Il a, en outre, révélé que les Marocains ont pu découvrir Eliot à travers le poète irakien Assayab, l'Egyptien Abdessabour et le Marocain Ahmed Al Joumari. Cette influence que Bousrif a considérée comme phénomène de mode a « complètement disparu de la poésie marocaine à partir des années quatre-vingt », ajoute-t-il. De son côté, l'écrivain marocain Abdelkader Jamoussi, s'est livré à un exercice de comparaison entre la poésie de T.S Eliot et celle de Nouri Al Jarrah, l'un des grands invités de cette rencontre. L'intervenant a décelé la présence de l'âme eliotienne dans la poésie de Nouri Al Jarrah, plus particulièrement en ce qui concerne la vision du monde. Il estime que cette influence est saisissante dans le poème "Jardins d'Hamlet" du poète syrien par rapport à «Prufrock and Other Observations» d'Eliot parue en 1917. ---------------------------------------------------------------
Une littérature, des influences
Lors de son intervention, Nouri Al Jarrah, a déclaré que cette rencontre revêt une importance capitale dans un pays influencé par l'expérience poétique française. Concernant les influences étrangères sur sa poésie, il a révélé qu'il a lu dès son jeune âge les œuvres d'Eliot, de Byron et d'Oscar Wild et qu'il était toujours fasciné par les mythes et les légendes orientales et occidentales. Il a aussi indiqué que la poésie de T.S Eliot se caractérise par sa dimension esthétique, sa profondeur métaphysique et sa capacité à intégrer les cultures du monde, faisant de lui un poète révolutionnaire à tous égards. En guise de conclusion, le poète syrien a reproché à la poésie arabe ce qu'il a appelé «l'absence de la profondeur intellectuelle».

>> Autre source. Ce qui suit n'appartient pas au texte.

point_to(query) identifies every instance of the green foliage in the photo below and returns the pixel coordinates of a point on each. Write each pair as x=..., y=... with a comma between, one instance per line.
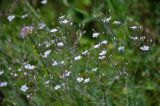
x=66, y=76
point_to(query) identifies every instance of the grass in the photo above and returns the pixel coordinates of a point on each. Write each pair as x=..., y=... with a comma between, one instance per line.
x=60, y=63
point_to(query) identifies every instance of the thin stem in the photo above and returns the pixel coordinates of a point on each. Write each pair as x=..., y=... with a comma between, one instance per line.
x=46, y=70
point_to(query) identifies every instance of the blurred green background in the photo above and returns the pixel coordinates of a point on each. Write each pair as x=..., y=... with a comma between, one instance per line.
x=146, y=91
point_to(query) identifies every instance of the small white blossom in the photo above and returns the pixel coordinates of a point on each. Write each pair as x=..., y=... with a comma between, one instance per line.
x=53, y=30
x=60, y=44
x=102, y=53
x=77, y=58
x=44, y=2
x=24, y=88
x=29, y=66
x=11, y=17
x=95, y=35
x=86, y=80
x=47, y=53
x=79, y=79
x=144, y=48
x=2, y=84
x=57, y=87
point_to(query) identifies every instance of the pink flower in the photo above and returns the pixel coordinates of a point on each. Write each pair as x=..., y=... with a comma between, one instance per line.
x=26, y=30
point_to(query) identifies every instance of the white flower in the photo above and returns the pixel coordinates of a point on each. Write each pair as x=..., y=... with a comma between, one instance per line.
x=57, y=87
x=117, y=22
x=54, y=63
x=86, y=80
x=11, y=17
x=104, y=42
x=29, y=66
x=53, y=30
x=102, y=53
x=60, y=44
x=79, y=79
x=121, y=49
x=95, y=35
x=97, y=46
x=77, y=58
x=24, y=88
x=144, y=48
x=47, y=53
x=1, y=72
x=2, y=84
x=44, y=2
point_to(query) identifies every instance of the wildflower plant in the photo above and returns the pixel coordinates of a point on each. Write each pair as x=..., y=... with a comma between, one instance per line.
x=45, y=64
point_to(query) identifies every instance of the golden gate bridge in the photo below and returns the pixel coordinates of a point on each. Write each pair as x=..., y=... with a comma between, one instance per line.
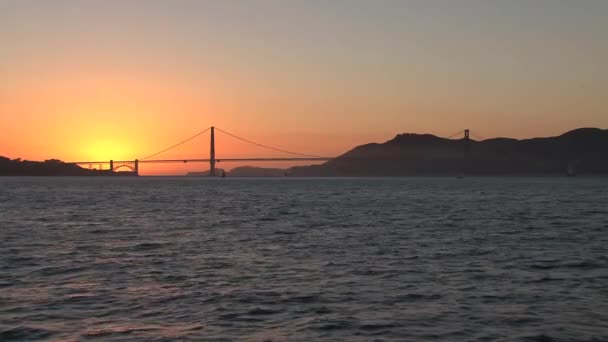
x=112, y=166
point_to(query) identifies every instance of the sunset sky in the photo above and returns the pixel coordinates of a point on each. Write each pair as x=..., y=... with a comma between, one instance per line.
x=122, y=79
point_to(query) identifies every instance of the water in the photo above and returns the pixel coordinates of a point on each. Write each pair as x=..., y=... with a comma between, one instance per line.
x=153, y=259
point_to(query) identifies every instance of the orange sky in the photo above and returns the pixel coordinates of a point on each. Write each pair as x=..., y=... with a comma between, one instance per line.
x=121, y=80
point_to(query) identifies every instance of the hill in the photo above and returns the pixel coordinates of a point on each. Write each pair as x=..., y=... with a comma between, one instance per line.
x=584, y=149
x=52, y=167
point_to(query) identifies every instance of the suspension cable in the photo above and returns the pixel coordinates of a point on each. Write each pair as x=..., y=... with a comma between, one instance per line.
x=176, y=145
x=268, y=147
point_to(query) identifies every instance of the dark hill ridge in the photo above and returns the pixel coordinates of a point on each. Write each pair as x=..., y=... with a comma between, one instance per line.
x=584, y=149
x=52, y=167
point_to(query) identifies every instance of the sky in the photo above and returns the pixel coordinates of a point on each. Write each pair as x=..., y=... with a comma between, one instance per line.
x=122, y=79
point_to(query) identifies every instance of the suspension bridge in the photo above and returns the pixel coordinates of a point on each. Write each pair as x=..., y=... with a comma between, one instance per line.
x=114, y=166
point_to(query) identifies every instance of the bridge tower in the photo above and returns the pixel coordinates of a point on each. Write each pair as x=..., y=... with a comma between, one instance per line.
x=212, y=153
x=467, y=147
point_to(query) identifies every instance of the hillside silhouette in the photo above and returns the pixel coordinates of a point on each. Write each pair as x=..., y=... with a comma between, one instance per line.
x=52, y=167
x=584, y=150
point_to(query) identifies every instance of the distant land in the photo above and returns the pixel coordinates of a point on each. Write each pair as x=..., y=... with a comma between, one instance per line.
x=52, y=167
x=580, y=151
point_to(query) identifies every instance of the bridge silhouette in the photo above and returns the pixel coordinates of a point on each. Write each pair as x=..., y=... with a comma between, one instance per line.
x=113, y=166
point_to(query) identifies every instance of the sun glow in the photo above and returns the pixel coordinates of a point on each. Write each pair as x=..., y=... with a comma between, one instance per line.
x=106, y=150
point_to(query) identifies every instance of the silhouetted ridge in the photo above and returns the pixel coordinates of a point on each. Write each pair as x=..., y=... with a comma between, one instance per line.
x=584, y=149
x=52, y=167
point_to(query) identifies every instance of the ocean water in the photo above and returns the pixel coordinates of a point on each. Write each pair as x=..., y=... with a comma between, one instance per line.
x=387, y=259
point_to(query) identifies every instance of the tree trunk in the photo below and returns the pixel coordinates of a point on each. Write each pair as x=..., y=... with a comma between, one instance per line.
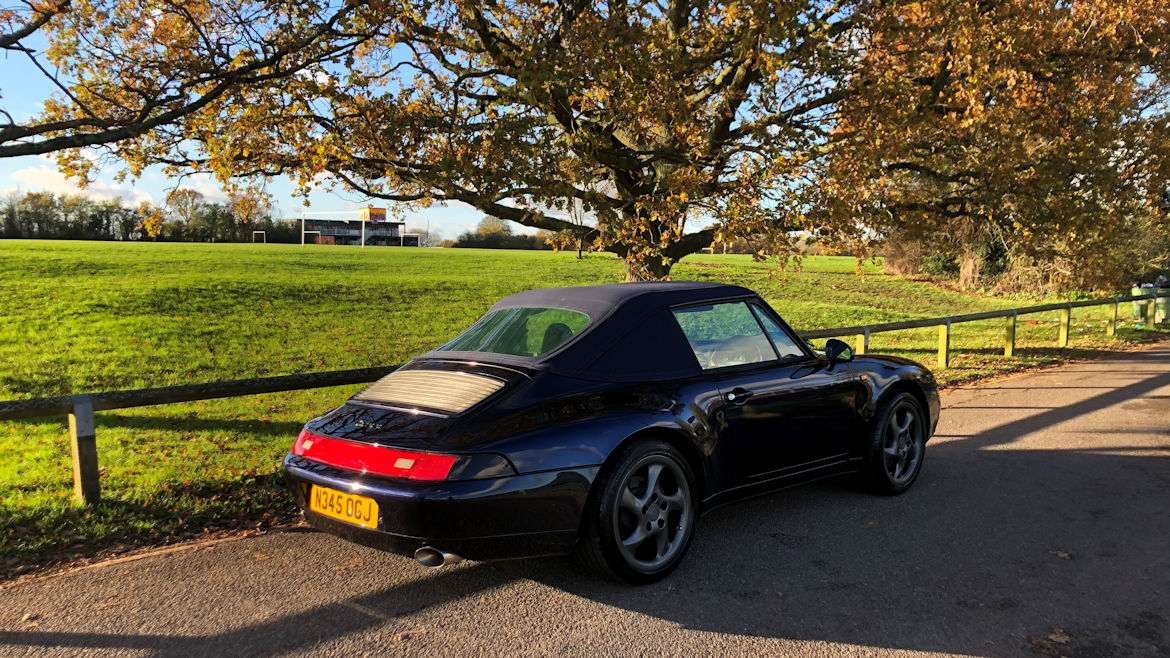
x=970, y=266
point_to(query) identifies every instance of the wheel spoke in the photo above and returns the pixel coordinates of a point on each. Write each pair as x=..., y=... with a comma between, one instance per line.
x=904, y=425
x=638, y=536
x=630, y=502
x=674, y=500
x=652, y=475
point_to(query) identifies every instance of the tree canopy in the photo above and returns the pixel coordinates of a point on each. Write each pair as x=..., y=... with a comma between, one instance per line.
x=672, y=123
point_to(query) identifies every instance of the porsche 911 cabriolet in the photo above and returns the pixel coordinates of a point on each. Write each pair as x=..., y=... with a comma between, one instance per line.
x=604, y=420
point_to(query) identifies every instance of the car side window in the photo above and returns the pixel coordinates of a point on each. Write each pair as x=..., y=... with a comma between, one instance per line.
x=724, y=334
x=780, y=338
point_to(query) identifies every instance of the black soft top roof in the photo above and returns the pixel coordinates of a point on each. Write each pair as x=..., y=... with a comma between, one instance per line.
x=631, y=335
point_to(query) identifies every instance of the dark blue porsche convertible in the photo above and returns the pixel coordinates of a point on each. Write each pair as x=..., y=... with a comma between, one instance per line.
x=604, y=420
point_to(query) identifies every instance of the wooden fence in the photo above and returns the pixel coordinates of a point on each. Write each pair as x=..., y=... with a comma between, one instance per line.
x=81, y=408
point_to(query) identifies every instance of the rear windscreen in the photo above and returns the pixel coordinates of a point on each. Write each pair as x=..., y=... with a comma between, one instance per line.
x=520, y=331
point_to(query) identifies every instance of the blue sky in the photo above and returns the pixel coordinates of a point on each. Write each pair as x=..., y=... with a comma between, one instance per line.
x=22, y=89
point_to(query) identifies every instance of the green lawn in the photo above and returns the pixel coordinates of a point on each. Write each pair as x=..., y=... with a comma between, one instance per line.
x=91, y=316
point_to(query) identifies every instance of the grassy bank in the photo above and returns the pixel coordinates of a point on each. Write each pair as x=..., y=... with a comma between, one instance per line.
x=89, y=316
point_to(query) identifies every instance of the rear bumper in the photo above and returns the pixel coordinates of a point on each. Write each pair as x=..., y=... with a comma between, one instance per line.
x=490, y=519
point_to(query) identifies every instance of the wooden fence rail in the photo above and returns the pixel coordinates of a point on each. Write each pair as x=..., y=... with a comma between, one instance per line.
x=81, y=408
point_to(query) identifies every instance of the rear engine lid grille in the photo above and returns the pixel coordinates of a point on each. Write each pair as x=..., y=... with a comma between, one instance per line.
x=444, y=390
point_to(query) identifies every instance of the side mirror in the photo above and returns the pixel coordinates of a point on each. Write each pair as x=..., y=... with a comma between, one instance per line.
x=838, y=350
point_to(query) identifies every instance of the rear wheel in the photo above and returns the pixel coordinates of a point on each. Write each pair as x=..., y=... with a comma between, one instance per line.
x=896, y=445
x=639, y=522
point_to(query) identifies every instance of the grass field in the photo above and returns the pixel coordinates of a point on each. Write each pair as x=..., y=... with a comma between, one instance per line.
x=90, y=316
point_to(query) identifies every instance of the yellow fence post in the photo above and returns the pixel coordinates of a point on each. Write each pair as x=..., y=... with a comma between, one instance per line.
x=1010, y=336
x=83, y=443
x=944, y=345
x=1066, y=315
x=862, y=342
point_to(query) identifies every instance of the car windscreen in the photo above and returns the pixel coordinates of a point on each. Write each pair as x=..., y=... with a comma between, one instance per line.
x=520, y=331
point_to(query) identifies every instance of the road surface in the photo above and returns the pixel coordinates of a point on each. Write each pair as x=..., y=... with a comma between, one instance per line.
x=1039, y=526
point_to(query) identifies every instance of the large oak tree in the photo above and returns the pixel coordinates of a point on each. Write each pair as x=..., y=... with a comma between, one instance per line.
x=676, y=123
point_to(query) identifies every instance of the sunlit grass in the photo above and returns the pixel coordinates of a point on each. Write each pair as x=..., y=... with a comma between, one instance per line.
x=90, y=316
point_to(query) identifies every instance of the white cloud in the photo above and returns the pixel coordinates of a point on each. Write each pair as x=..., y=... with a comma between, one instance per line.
x=49, y=179
x=206, y=185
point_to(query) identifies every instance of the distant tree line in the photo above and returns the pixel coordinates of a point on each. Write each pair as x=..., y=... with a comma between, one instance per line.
x=186, y=217
x=494, y=233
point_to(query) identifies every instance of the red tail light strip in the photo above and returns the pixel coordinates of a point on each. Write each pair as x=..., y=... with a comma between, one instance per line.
x=372, y=458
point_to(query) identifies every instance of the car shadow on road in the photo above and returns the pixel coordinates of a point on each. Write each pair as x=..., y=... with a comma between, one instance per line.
x=1002, y=548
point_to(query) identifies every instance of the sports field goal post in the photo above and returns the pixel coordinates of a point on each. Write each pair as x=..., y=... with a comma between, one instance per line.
x=304, y=214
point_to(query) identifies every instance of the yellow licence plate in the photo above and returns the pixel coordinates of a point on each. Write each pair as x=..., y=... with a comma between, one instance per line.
x=351, y=508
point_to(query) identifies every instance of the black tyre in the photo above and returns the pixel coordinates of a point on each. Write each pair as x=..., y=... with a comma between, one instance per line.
x=640, y=515
x=897, y=445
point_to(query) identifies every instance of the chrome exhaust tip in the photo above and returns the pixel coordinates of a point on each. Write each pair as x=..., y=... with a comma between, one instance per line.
x=431, y=557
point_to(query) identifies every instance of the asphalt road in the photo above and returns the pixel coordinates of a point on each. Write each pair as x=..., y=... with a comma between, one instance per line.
x=1039, y=526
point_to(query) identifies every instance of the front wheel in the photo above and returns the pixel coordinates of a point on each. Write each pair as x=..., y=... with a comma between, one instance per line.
x=639, y=523
x=897, y=445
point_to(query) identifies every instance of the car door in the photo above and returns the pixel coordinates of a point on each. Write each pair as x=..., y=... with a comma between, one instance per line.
x=784, y=409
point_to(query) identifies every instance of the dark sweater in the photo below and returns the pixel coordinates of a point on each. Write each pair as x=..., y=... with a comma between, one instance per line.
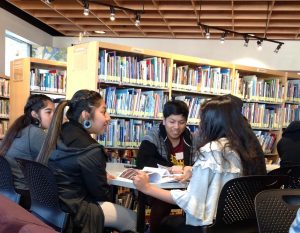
x=288, y=146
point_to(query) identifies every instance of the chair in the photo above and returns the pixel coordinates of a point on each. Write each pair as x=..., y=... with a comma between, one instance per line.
x=294, y=175
x=276, y=209
x=15, y=219
x=236, y=209
x=44, y=194
x=6, y=181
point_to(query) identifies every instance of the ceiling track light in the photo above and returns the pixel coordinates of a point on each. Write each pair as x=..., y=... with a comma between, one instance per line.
x=112, y=8
x=222, y=39
x=207, y=33
x=137, y=20
x=277, y=48
x=112, y=15
x=246, y=36
x=86, y=10
x=246, y=39
x=259, y=44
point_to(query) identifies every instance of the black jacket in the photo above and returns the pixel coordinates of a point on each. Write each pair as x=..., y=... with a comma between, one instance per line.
x=155, y=148
x=79, y=164
x=288, y=146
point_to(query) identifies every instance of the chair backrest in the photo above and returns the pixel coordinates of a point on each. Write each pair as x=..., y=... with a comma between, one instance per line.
x=6, y=181
x=236, y=201
x=43, y=193
x=276, y=209
x=293, y=172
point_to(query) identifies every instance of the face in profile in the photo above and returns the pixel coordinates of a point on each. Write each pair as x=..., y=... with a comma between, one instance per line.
x=100, y=120
x=45, y=114
x=175, y=126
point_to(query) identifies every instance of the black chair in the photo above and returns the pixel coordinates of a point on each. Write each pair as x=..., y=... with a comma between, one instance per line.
x=44, y=194
x=294, y=175
x=236, y=209
x=276, y=209
x=6, y=181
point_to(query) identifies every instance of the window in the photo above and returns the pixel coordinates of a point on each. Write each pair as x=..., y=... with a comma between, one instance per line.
x=15, y=47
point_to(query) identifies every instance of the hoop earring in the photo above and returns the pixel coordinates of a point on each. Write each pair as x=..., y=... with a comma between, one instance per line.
x=87, y=124
x=36, y=122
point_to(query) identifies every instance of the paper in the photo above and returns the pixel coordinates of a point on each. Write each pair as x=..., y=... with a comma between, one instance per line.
x=156, y=175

La deuxième soirée, animée par l'écrivain Hassan Lachgar, a été consacrée à la lecture de la poésie. Les poètes arabes installés à Londres, l'Irakien Abdulkareem Kasid et le Syrien Nouri Al Jarrah et les poètes Marocains Salah Bousrif et Mahmoud Abdelghani ont subjugué le public par la lecture de certains passages de leurs recueils. Abdulkareem Kasid a agréablement surpris l'assistance en lisant des poèmes consacrés à Kénitra, à son fleuve Sebou, à sa plage Mehdia et à la réserve naturelle de Sidi Boughaba.